Climate change: the diet that is supposed to save the world

The way to the climate targets leads to less meat

If, on the other hand, all people were to eat more plant-based food and emissions from all other sectors were to be stopped, the world would have a 50 percent chance of reaching the climate target of 1.5 degrees. And if not only the diet itself were changed, but some other things were also improved – for example, less food was wasted – the chance of achieving the goal would increase to 67 percent.

Such findings are unpopular in the meat industry. For example, when the US Department of Agriculture revised its nutritional guidelines in 2015, as it did every five years, those responsible briefly considered including the environment at the request of researchers in this area. However, the idea was discarded supposedly in response to industry pressuressays Timothy Griffin, a food systems scientist at Tufts University in Boston who previously tried to convince the department. Nonetheless, the attempt was noted. “The greatest achievement is that the issue of sustainability has received a lot of attention,” he says.

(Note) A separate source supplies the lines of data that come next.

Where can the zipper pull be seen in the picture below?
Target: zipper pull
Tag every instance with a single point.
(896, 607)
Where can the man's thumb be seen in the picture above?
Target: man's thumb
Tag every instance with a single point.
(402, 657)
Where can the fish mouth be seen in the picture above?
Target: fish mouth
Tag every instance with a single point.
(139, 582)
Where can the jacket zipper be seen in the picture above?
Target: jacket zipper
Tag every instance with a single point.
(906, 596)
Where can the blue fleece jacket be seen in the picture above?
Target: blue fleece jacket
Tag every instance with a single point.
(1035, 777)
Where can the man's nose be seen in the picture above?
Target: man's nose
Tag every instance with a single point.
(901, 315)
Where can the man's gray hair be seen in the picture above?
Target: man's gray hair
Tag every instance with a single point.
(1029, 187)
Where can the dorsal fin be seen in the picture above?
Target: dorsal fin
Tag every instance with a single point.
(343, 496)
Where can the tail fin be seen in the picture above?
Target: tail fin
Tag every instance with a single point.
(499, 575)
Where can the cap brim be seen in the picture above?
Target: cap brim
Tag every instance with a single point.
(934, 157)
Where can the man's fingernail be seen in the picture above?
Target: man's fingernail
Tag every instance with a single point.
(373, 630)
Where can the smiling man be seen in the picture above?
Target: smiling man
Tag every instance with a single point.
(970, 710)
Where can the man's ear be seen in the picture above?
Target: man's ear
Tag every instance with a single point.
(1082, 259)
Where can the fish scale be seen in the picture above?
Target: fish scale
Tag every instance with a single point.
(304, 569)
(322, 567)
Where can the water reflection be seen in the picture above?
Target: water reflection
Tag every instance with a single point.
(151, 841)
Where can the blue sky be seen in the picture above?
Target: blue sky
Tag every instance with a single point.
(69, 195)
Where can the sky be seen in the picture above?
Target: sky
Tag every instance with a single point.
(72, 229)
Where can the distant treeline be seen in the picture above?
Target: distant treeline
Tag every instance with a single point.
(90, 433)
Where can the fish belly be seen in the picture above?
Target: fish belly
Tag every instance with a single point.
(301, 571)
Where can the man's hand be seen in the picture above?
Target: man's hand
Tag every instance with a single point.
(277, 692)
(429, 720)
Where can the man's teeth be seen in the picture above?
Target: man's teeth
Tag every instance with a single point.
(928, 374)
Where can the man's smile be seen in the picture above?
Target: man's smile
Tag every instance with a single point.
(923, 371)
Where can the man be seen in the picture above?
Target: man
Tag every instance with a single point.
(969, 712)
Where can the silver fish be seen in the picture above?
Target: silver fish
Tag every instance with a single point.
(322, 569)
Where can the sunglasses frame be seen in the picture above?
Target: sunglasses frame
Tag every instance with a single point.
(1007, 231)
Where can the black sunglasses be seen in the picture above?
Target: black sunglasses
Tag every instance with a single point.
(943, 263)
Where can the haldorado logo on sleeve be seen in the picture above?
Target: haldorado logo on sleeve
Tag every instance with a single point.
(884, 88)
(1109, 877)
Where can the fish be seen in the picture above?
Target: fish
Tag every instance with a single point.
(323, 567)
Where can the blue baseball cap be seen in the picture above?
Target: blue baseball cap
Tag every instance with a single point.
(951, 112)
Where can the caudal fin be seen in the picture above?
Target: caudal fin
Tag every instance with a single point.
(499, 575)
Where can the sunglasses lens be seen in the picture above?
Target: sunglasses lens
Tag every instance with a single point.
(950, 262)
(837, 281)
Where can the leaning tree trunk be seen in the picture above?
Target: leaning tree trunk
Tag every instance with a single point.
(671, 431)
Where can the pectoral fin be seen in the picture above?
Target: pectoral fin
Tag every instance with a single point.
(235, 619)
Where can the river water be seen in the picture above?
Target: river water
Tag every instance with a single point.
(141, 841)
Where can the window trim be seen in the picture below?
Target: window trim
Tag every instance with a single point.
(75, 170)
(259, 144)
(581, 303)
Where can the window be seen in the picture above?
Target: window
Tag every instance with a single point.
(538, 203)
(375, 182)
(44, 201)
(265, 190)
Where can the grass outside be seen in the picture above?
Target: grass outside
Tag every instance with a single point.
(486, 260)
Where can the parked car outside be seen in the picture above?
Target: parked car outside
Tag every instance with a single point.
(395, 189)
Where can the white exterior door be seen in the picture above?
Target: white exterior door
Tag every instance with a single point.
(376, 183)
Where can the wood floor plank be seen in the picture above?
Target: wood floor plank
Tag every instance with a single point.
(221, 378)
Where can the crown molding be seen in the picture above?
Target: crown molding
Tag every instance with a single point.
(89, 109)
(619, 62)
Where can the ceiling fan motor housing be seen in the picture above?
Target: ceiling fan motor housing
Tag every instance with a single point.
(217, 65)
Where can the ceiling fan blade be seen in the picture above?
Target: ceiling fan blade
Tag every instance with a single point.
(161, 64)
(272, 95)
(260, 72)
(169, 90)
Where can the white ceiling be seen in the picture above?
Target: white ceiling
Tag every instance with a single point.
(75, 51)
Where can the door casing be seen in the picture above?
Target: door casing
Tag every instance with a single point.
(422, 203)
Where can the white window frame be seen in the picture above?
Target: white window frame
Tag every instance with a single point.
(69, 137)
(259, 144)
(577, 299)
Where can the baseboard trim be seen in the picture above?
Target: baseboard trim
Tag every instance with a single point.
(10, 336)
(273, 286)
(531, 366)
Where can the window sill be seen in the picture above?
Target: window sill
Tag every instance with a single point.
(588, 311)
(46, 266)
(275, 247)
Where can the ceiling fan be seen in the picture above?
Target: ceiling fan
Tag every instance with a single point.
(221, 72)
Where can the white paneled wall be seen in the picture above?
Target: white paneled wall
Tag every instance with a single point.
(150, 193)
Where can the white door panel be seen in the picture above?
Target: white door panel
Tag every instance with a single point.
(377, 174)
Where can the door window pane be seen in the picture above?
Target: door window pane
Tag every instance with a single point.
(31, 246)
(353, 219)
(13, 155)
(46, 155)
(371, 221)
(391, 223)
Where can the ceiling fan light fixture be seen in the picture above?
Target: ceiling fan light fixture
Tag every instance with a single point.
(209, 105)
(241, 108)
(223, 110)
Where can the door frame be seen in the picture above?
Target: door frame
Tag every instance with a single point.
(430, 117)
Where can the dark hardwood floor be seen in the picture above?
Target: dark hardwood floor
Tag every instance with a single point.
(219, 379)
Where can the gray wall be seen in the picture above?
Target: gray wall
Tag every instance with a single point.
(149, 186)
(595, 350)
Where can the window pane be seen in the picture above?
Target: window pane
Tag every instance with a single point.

The EAT Lancet Commission, funded by the UK charity Wellcome, bolstered the case. Nutritionists evaluated the literature and developed a concept for a healthy diet from whole foods. Then the team set environmental limits for nutrition, including carbon emissions, loss of biodiversity, and the use of freshwater, land, nitrogen and phosphorus. Crossing such environmental limits could make the planet inhospitable to humans.

Is sustainable nutrition practicable for everyone?

The result was a varied, mainly plant-based menu. The maximum amount of red meat that a 30-year-old who is consuming 2500 calories a day can eat in a week is 100 grams, i.e. one serving of red meat. That’s less than a quarter of what the average American ingests. Ultra-processed foods such as soft drinks, frozen meals, and reconstituted meat, sugar, and fats are largely avoided.

The Commission estimates that this diet would save the lives of around 11 million people each year. “It is possible to feed ten billion people healthily without further destroying ecosystems,” says Tim Lang, researcher on food policy at the City University of London and co-author of the EAT Lancet report. “Whether the hardliners in the cattle and dairy industry like it or not, they really are at a loss. Change is inevitable now. “

Many scholars believe that the EAT Lancet Diet works well in affluent countries, where the average person eats 2.6 times more meat than people in low-income countries and whose eating habits are unsustainable. Others doubt that the diet is nutritious enough for people in countries with fewer resources. Ty Beal, a Washington DC-based scientist with the Global Alliance for Improved Nutrition, analyzed diet in unpublished calculations and found that it was 78 percent of the recommended zinc and 86 percent of calcium intake for people over 25 years of age and only 55 percent of the iron requirement for women of childbearing age.